Clinical Advances in Hematology & Oncology

August 2020 - Volume 18, Issue 8

Letter From the Editor: Feeling Siloed 

Daniel J. George, MD


I was out biking the other day with my daughters, passing by rolling farmland and pastures, when I pointed to a silo rising starkly in the middle of a field. I explained to them that a silo is a structure used to hold grain, but that the word has another meaning as well, referring to someone or something isolated in a way that hinders communication and cooperation with others. Looking at that tall silo with no trees or other large buildings around, it dawned on me how it must feel to be truly siloed, isolated and standing alone, as if in a lighthouse or a remote army post. Extrovert that I am, I find that prospect to be about as scary as I can imagine—OK, maybe a remote lighthouse with a bunch of snakes in it would be scarier. My experiences dealing with the COVID-19 pandemic have not produced that degree of isolation, but I have experienced periods of professional sequestration over the past few months that have left me feeling down. 

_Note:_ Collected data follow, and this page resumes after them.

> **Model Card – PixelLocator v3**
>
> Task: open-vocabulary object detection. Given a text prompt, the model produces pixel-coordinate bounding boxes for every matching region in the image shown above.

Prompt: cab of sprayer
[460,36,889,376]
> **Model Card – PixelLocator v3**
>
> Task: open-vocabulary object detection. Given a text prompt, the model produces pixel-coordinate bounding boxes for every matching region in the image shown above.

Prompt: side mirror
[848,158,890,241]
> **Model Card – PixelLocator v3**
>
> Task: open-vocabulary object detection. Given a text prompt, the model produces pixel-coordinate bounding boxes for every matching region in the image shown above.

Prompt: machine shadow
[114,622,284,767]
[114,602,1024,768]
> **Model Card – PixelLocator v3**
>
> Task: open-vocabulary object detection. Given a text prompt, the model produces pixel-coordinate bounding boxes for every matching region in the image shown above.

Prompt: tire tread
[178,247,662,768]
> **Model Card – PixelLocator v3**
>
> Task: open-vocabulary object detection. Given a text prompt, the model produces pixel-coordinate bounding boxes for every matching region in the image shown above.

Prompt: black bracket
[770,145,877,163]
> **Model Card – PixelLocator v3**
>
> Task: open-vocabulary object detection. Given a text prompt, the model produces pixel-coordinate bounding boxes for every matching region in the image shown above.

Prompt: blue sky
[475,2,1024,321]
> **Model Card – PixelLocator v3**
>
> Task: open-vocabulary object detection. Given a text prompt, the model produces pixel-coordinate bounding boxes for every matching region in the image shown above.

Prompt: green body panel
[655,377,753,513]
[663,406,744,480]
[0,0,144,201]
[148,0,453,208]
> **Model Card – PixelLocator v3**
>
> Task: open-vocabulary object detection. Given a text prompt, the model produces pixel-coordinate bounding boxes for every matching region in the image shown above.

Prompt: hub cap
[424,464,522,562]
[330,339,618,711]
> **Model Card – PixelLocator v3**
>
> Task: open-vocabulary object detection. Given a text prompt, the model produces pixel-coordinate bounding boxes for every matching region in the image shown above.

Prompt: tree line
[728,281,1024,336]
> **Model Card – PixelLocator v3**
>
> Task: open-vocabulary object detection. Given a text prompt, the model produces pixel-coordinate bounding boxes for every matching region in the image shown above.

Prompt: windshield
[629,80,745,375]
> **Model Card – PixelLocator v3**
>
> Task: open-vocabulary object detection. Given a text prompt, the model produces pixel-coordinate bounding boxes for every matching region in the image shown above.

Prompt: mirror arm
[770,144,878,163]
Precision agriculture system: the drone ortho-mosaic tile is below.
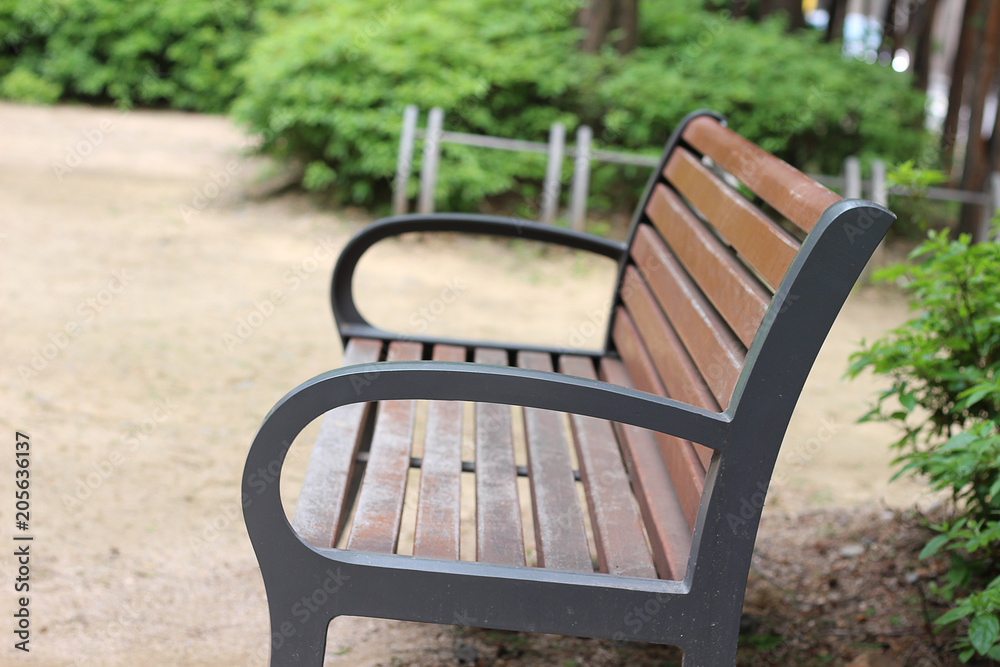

In the past, when I had tough cases to manage, difficult decisions to make, or unpleasant results to convey, I leaned on my team for support. From colleagues to staff and even trainees, I always had a group of people who shared my burdens and commiserated with me as we struggled together. But now that COVID-induced social-distancing procedures are in place, I rarely share a workroom with another practitioner and have not had a student learner with me for months. Our tumor boards, clinical conferences, and research meetings are all virtual. Although all the usual people are present—virtually, that is—the experience is not the same. The spontaneity of interactions, the physical energy of others around me, the humor, and the opportunity to ask a curbside question or share an experience are missing. 

I have asked around, and many of my peers are experiencing intermittent declines in mood similar to mine. Although a depressed mood may sound like a minor concern in light of the much greater hardships that many individuals have had to endure, I think it is worth recognizing, especially given that workers in the cancer field must already cope with a high degree of burnout. 

Burnout is the process by which we experience physical and emotional exhaustion and lose our motivation to work. Chronic stress is the most common cause of burnout, and work itself can be the main contributor to such stress. Even under normal circumstances, providing cancer care is stressful. Add to that the massive shift in the way we now perform even the most basic of social activities, and we are all at increased risk for burnout. 

I recently learned that resiliency is one strategy to combat burnout. My institution, Duke Health, already offers individual counseling and professional coaching for support. However, I worried that no mechanism was in place for the members of my team to develop and implement an interpersonal strategy to combat burnout among our ranks. Then, almost out of the blue, I was introduced to Patrick Jeffs, PhD, a psychologist by training, who started a company called “The Resiliency Solution.” Intrigued by the name, we invited Patrick to present his approach to our disease group. Amazingly, everyone bought into the approach. I say “amazingly” because we have a lot of strong-minded and opinionated people in our clinical group and rarely all buy into any one thing, but on this issue we had a consensus. Over the past four months, we have worked with Patrick both individually and in teams to combat burnout, improve workflow and productivity, and build resiliency. 

We are still early in the process, but already we are beginning to see results. In clinic, our engagement with one another is back. And drastic changes in our workflow or infrastructure were not required—just in our collective mindset, commitment to one another, and commitment to ourselves. This is not to say everything is perfect. Far from it, but for me and others, the feelings of isolation, stress, and decreased energy have eased.